I campi, ognuno dei quali ospita decine di migliaia di sfollati, si trovano solitamente a chilometri di distanza dalle città più vicine e, in pratica, sono isolati dal resto del Paese. Le famiglie hanno dovuto vivere per anni in piccole case container. Questo non ha impedito ad alcune donne rifugiate di migliorare la propria vita. I campi per sfollati del nord-ovest dell’Iraq, sotto il governo regionale curdo, sono pieni di storie di successo di donne che hanno costruito con il minimo indispensabile e hanno lasciato i campi meglio di quando sono arrivate. Husna era infatti uno di loro.

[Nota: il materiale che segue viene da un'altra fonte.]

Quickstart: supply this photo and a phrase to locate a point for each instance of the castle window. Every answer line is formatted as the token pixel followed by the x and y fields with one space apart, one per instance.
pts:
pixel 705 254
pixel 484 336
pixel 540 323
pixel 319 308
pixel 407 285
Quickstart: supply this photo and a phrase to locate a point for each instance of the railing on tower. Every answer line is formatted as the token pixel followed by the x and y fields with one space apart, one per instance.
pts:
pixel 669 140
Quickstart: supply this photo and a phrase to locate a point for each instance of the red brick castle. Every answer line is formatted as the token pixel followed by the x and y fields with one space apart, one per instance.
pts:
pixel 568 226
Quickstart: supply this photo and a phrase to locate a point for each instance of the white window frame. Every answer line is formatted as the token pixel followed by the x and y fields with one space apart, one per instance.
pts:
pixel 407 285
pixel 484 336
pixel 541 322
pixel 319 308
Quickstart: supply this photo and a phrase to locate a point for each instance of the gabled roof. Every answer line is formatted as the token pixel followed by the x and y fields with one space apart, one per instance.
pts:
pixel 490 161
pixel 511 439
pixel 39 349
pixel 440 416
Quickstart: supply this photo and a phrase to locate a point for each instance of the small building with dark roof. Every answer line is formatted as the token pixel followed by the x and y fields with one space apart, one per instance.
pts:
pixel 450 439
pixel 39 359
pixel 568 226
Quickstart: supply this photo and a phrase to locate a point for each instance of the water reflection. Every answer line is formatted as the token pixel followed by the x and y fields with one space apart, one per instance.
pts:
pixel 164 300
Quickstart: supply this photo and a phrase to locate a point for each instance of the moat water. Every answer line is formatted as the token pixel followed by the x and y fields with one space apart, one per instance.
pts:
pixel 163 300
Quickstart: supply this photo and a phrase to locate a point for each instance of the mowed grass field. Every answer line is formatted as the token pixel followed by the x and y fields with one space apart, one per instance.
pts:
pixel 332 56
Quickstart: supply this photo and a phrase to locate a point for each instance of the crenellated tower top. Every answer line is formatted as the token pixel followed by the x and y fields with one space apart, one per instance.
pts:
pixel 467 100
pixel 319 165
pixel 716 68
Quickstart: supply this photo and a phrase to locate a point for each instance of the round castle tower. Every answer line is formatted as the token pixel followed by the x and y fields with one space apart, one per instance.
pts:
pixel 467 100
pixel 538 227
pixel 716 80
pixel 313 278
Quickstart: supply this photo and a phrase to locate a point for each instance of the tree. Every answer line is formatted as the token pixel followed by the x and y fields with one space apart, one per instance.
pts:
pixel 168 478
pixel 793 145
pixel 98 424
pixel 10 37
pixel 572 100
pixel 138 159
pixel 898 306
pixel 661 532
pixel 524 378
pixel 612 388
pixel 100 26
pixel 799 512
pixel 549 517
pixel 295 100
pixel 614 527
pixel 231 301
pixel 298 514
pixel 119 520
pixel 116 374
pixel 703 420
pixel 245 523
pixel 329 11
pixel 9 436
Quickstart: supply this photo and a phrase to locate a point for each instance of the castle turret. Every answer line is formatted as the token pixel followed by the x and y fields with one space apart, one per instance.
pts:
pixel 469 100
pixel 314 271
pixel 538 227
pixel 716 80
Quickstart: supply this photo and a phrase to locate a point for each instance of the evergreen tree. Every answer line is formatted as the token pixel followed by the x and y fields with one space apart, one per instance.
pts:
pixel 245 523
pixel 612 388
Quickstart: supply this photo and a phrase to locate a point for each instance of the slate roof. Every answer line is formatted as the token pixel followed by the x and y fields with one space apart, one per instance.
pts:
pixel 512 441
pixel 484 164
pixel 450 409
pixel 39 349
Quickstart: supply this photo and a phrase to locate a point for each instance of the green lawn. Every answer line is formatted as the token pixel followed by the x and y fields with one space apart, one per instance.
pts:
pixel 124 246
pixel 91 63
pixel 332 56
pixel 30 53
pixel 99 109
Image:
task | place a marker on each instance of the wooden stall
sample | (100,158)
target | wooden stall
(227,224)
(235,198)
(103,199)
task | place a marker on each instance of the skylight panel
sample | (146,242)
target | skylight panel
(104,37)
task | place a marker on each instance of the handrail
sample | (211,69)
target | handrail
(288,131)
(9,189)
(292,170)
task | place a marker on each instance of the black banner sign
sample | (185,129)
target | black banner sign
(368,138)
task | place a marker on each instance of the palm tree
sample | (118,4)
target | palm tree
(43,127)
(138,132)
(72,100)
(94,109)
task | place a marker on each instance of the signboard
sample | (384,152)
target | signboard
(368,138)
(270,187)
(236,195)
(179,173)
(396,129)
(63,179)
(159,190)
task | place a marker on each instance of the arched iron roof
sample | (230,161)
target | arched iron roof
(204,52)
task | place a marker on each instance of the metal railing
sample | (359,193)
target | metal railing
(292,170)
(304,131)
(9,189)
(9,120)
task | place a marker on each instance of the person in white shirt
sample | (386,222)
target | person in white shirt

Ha imparato a boxare mentre viveva in un campo per sfollati interni chiamato Rwanga, per sette anni, la maggior parte della sua adolescenza.

Sorelle-pugili del campo di Rwanga

Nel 2018 Husna ha firmato per un progetto intitolato “Boxing Sisters”. Una ONG chiamata “Fiore di loto” l’aveva avviata allo scopo di migliorare la salute mentale e fisica delle donne rifugiate. «Sono andata alla prima sessione e mi sono subito innamorata di questo sport», racconta Husna. Tutti gli allenatori, inclusa Cathy Brown (pugile britannica che ha visitato il campo), hanno convenuto che aveva talento. Ora Husna è diventata a sua volta allenatrice di boxe ed è piuttosto famosa. La conoscono non solo le vicine e le amiche del campo di Rwanga, ma anche le donne degli altri campi, che partecipano ai suoi corsi. L’ONG “Fiore di loto” aiuta tuttora Husna negli altri campi per sfollati ad addestrare più donne e ragazze, anche ora che è tornata a Sinjar. Husna dice che la boxe le ha dato uno scopo. «Se non fosse per i corsi di boxe, non saprei cosa fare tornando nel Sinjar – ammette la ragazza – non c’è niente lì per me, nessun lavoro o nessuna università che potrei permettermi».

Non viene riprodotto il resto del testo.